Un día normal, yo caminaba por la calle, eran las once de la mañana. Un tipo en un camión pasó por la calle y me dijo un improperio. Yo me molesté mucho e inmediatamente le saqué el dedo del medio. El tipo se detuvo y me empezó a gritar “qué, ¿a caso quieres que te lo meta?”.
Entonces caminé lo más lento que pude, para que él avanzara y no me dijera más cosas, pero el tipo retrocedió en plena calle y siguió insistiendo con gritos, invitaciones e insultos. Me sentí pésimo, me quedé ahí en plena calle sin moverme, pudiendo haber arrancado. No sabía qué hacer o qué decir frente a sus palabras.
Cuando pasó, yo tenía veintidós años, ahora tengo veintinueve. Sin embargo, no se me olvida ese episodio. Mis amigos me dicen que por lo sucedido estoy traumada, pero la verdad es que simplemente odio que las personas crean que tienen ese derecho sobre nuestros cuerpos.

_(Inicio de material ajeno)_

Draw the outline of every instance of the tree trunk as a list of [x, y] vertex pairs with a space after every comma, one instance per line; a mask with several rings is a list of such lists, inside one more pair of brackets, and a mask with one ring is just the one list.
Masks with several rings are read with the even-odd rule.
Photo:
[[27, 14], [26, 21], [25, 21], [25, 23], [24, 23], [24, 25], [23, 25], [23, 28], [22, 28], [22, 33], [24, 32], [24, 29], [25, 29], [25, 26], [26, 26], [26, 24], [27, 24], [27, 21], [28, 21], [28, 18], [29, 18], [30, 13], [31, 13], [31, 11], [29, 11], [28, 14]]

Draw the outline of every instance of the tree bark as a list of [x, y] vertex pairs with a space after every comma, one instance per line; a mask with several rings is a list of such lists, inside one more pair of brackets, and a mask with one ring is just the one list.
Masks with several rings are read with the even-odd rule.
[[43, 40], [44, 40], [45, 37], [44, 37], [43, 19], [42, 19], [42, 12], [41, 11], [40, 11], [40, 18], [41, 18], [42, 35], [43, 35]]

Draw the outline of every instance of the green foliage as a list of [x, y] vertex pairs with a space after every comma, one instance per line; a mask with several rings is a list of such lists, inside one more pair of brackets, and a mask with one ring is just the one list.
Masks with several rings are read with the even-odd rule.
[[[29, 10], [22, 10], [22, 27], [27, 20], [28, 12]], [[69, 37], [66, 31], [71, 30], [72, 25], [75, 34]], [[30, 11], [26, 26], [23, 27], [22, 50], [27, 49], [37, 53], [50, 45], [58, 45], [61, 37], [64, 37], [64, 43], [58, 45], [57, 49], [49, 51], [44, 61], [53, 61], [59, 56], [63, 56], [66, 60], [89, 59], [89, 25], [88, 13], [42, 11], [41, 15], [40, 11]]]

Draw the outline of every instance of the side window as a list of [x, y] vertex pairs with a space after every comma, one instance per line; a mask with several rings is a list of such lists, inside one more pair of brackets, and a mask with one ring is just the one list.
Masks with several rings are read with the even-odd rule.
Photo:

No acepto comentarios sobre mi cuerpo o mi vestimenta, odio los estúpidos “piropos”. Pero creo que está bien, seguiré así. Cuando ellos le gritan algo a una niña que pasa, yo les discuto, les trato de enseñar que no está bien, que es acoso, que nos molesta, que nos ofende, que invade y violenta nuestro espacio.